Novas tendências da tripartição dos poderes

A exigência de aprovação prévia em concurso público de provas e títulos, acrescido à exigência democrática de uma eleição mediante sufrágio direto, secreto, universal, periódico e de igual valor para todos poderia sanar algumas deficiências político-organizacionais de nosso sistema.

INTRODUÇÃO

Os Estados modernos, em sua grande maioria, inclusive o Brasil, aderem à teoria da tripartição dos poderes. En passant, pode-se afirmar que esta teoria, inicialmente formulada pelo filósofo Aristóteles em sua obra Política e posteriormente aprimorada por Montesquieu em O espírito das leis, divide o Estado em três poderes, a saber: o legislativo, o executivo e o judiciário. Cada um desses poderes exerce uma função típica, quais sejam, respectivamente, a tessitura das normas jurídicas, a administração da máquina pública e a aplicação das normas jurídicas ao caso concreto.

Essa divisão de poderes, na forma atual, associa-se intimamente com a ideia de Estado democrático, pois tem por objetivo evitar uma estrutura de Estado superada há pouco mais de dois séculos: o ancien régime. Para isso, criou-se a teoria dos freios e contrapesos, checks and balances, em que os poderes coexistem de forma independente e harmônica, interferindo uns nos outros para assegurar as garantias constitucionalmente previstas.

Não obstante, há uma forte tendência à disputa entre os poderes no Brasil, bem como à existência de órgãos extrapoderes. Impende lembrar, no entanto, que o poder e a soberania do Estado são unos e indecomponíveis. Portanto, para o ideal cumprimento de seus deveres para com a sociedade foi necessária uma minuciosa discriminação das atividades de cada poder, fixando sua específica esfera de atuação. Isto nos acarretou uma Constituição prolixa, no entanto, ainda não foi o bastante.

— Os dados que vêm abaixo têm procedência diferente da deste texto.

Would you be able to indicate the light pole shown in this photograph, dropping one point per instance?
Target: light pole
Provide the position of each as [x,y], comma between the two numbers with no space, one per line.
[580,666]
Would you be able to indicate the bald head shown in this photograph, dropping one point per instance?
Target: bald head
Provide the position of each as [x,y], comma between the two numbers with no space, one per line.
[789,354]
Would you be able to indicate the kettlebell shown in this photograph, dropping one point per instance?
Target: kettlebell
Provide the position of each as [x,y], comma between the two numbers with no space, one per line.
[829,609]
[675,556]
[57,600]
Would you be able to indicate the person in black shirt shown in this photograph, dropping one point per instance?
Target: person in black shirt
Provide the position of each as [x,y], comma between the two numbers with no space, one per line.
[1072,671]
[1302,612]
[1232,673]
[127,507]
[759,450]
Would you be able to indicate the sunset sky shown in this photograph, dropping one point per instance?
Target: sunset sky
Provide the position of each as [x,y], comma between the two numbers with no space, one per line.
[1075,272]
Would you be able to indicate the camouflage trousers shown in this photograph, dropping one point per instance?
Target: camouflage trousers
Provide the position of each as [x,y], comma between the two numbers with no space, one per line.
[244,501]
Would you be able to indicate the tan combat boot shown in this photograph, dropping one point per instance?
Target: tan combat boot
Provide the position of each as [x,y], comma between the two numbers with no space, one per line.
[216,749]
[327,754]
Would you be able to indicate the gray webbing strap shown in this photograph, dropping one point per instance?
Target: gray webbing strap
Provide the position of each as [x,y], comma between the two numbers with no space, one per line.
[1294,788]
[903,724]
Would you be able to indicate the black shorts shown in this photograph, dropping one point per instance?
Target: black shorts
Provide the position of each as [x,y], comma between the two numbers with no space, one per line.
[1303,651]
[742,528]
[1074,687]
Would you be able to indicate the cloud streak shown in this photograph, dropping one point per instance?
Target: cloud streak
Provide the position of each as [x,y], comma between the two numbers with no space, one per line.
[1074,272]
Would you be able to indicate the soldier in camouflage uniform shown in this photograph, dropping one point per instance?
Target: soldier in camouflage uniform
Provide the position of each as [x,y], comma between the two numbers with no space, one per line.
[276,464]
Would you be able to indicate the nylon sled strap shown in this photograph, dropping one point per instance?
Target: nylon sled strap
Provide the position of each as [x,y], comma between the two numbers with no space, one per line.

Questiona-se então se realmente é possível equilibrar as atividades dos três poderes, bem ainda quais são as melhores formas de se organizar os poderes de forma a efetivar o Estado Democrático de Direito aliado ao crescimento econômico, bem como ao desenvolvimento humano.

Dessa forma, o presente artigo científico tem por objetivo promover uma análise acerca da aplicabilidade da teoria da tripartição dos poderes, dando especial enfoque às problemáticas enfrentadas por juristas e cientistas políticos da atualidade no Brasil, bem como fomentar o debate em torno de eventuais reformas da atual conjuntura política e administrativa do nosso país.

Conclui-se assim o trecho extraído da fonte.